Mes enfants, votre père a bien fait d'appeler votre sérieuse attention sur les phénomènes qui se produisent dans les séances qui vous occupent depuis quelques jours. A les juger selon les instructions de certains Esprits sectaires, ignorants ou dominateurs, ces effets sont surnaturels. N'en croyez rien, mes enfants ; rien de ce qui arrive n'est surnaturel ; s'il l'était, le bon sens vous dit qu'il n'arriverait qu'en dehors de la nature, et alors vous ne le verriez pas. Pour que vos yeux ou vos sens perçoivent une chose, il faut de toute nécessité que cette chose soit naturelle. Avec quelque peu de réflexion, il n'est pas un Esprit sérieux qui puisse consentir à croire aux choses surnaturelles. Je ne veux pas dire par là qu'il n'y ait pas des choses qui paraissent telles à votre intelligence, mais la seule raison en est que vous ne les comprenez pas. Lorsque quelque fait vous semblera sortir de ce que vous croyez naturel, gardez-vous de cette paresse d'esprit qui vous induirait à croire qu'il est surnaturel ; cherchez à le comprendre ; c'est pour cela que l'intelligence vous a été donnée. A quoi vous servirait-elle si vous deviez vous contenter d'apprendre et de croire ce que vous ont enseigné vos prédécesseurs ? Il faut que chacun mette son intelligence au service du progrès, qui est l'œuvre collective de tous. Puisque vous êtes doués de la pensée, pensez ; puisque vous avez du jugement, ce n'est pas pour rien, examinez et jugez.

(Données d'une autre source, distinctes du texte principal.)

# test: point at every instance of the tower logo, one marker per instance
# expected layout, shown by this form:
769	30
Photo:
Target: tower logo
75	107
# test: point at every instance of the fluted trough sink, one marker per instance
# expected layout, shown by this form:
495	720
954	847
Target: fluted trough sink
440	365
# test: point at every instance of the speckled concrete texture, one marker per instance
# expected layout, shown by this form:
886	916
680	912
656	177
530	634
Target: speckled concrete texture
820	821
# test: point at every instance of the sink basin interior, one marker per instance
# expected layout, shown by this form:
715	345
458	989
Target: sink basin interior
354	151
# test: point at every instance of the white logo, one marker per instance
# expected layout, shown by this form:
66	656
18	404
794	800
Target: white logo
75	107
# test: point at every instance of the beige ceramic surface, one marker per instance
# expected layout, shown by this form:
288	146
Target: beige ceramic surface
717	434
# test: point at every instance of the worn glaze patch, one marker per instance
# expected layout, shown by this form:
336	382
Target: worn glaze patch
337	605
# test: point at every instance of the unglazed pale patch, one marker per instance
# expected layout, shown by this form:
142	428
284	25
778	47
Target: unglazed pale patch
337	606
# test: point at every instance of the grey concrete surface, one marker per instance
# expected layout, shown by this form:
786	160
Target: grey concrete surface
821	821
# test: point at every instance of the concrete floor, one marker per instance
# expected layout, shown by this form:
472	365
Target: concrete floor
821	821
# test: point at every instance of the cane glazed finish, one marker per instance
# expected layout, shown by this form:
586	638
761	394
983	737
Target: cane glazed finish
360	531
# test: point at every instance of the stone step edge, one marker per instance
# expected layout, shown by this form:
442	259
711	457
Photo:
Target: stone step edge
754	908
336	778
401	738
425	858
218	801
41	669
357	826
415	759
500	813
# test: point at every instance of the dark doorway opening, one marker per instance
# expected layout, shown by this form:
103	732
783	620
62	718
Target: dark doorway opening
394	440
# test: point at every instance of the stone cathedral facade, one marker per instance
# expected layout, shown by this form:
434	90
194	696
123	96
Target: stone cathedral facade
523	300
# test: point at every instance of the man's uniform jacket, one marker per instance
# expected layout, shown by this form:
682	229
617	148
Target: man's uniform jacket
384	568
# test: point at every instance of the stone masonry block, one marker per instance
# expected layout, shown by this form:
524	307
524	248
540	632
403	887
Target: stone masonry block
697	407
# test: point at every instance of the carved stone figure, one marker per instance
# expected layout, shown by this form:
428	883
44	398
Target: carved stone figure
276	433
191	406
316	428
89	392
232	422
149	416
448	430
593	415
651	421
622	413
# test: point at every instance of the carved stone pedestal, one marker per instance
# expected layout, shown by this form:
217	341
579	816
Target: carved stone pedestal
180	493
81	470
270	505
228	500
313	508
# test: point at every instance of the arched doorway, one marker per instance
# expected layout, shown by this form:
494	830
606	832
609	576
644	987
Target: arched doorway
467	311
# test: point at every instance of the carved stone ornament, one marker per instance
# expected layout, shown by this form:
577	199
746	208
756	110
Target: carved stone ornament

N'acceptez les jugements tout faits qu'après les avoir passés au creuset de votre raison. Doutez longtemps si vous n'avez pas la certitude, mais ne niez jamais ce que vous ne comprenez pas. Examinez, examinez sérieusement. Le paresseux, l'inintelligent, l'indifférent seuls acceptent comme vrai ou faux tout ce qu'ils entendent affirmer ou nier. Enfin, mes enfants, faites tous vos efforts pour devenir des êtres sérieux et utiles, afin de bien remplir la mission qui vous est confiée. Il n'est jamais trop tôt de s'occuper de ce qui est bien et bon ; commencez donc de bonne heure à vous occuper des choses sérieuses ; le temps des futilités est toujours trop long : il est perdu pour votre progrès, que vous ne devez par perdre de vue un instant. Les choses de la terre ne sont rien ; elles ne servent qu'à votre passage à un autre état, qui sera d'autant plus parfait que vous l'aurez mieux préparé.


Votre grand'mère.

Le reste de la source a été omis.